To end this practice, opposition MPs and the governing coalition were able to come together last year over a government proposal that should bring more transparency into company ownership by allowing police, attorneys or the bodies awarding public tenders to gain access to information about anonymous owners.Although the proposal was, to a large extent, the brainchild of the former justice minister Jiří Pospíšil of the Civic Democrats, his successor in the post Pavel Blažek has supported it as well:
“The main goal of the law is to have full knowledge of where every single crown or euro from public funds is going and who is accountable for it.”
However, after rounds of debate in the lower house last week, the bill seems to have run aground. Surprisingly, the plan came under attack from the ranks of the leading coalition partner.Influential Civic Democratic MP Pavel Suchánek tacked on an amendment that could potentially make the draft legislation completely ineffective. Mr Suchánek, whose personal financial affairs have come under some scrutiny in the past, proposed that the law should apply only to newly issued shares – allowing existing anonymous owners to remain nameless and out of reach of the law.

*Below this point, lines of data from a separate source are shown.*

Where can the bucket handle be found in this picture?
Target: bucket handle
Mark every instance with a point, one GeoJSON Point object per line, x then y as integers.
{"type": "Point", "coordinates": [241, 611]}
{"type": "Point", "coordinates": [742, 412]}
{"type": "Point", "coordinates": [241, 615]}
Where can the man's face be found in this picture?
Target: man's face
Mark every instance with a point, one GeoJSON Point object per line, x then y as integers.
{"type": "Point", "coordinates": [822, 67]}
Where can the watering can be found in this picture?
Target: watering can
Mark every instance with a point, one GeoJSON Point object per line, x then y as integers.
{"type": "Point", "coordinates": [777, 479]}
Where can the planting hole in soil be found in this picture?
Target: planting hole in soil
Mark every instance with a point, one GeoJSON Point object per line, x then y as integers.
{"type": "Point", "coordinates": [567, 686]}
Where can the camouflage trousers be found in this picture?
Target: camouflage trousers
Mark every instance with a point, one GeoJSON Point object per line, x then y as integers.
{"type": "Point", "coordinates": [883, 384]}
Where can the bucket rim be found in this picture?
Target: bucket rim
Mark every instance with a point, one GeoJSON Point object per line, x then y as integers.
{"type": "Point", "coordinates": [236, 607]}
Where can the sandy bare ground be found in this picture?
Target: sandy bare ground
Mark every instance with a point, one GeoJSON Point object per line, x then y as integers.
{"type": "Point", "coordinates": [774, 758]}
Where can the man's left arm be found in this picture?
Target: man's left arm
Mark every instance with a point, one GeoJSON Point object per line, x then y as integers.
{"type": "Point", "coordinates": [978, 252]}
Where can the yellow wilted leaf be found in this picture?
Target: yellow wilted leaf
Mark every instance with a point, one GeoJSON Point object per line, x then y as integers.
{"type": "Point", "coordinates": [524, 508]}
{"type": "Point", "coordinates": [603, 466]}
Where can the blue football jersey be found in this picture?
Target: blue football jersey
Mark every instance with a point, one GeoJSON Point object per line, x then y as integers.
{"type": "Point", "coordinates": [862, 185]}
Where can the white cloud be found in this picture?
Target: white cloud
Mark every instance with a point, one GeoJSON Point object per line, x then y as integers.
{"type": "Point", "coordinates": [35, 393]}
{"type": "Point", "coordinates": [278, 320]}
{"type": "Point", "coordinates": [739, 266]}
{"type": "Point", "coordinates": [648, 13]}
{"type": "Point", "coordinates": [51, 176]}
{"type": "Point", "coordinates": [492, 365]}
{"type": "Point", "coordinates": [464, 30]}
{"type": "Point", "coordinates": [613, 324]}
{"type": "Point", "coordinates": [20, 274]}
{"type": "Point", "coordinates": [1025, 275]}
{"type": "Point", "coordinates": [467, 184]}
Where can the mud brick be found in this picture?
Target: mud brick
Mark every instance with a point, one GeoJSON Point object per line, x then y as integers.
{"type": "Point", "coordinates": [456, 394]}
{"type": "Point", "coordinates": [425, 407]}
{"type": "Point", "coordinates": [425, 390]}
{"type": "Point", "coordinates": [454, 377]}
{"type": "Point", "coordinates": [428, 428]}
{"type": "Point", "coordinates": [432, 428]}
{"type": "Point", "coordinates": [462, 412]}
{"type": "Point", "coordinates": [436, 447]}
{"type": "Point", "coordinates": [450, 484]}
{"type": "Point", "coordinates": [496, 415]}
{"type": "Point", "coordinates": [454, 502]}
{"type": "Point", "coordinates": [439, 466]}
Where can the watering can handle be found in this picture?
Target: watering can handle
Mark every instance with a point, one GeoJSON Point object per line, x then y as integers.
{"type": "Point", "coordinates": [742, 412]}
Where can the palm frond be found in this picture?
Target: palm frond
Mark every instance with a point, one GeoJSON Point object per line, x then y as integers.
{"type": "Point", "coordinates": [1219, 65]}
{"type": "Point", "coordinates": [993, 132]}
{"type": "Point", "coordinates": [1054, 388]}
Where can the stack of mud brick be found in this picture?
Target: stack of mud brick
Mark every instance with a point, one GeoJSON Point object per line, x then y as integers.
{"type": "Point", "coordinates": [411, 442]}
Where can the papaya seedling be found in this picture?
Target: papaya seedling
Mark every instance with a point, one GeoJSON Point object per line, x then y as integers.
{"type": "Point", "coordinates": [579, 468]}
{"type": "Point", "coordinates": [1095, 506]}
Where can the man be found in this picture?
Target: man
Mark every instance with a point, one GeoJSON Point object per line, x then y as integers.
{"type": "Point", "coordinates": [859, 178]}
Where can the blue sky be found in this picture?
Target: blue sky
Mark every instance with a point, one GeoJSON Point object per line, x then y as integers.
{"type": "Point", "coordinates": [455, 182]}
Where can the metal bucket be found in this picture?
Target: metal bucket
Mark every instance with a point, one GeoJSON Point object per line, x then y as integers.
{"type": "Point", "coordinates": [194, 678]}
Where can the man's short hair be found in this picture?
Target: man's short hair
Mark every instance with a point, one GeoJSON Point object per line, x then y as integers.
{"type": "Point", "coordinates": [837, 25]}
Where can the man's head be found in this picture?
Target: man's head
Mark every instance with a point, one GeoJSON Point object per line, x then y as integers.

On Wednesday, the lower house decided to postpone further debate on the draft legislation. The official reason given was the absence of the justice minister, but the more likely explanation was that some in Mr Suchánek’s own party were outraged by what seemed like an overt attempt to jeopardize the bill.
Martin Fadrný, an analyst from the watchdog Environmental Law Service, thinks the amendment may be used by politicians with lucrative connections to big business to sink the bill altogether:“I read it as a way to complicate the legislative process and maybe to allow the bill not to be passed at all. We will see whether a big pro-corruption coalition will form now. We have seen this situation happen before in other deliberations, when left and right-wing MPs found reasons not to support anti-corruption legislation.”
There is little chance that Mr Suchánek’s amendment will eventually be included in the bill. But it is not clear if it will be passed at all, once the lower house returns to a debate on the draft legislation. If it is scrapped as a whole, it will be a major blow to the government’s declared efforts to fight corruption in the country.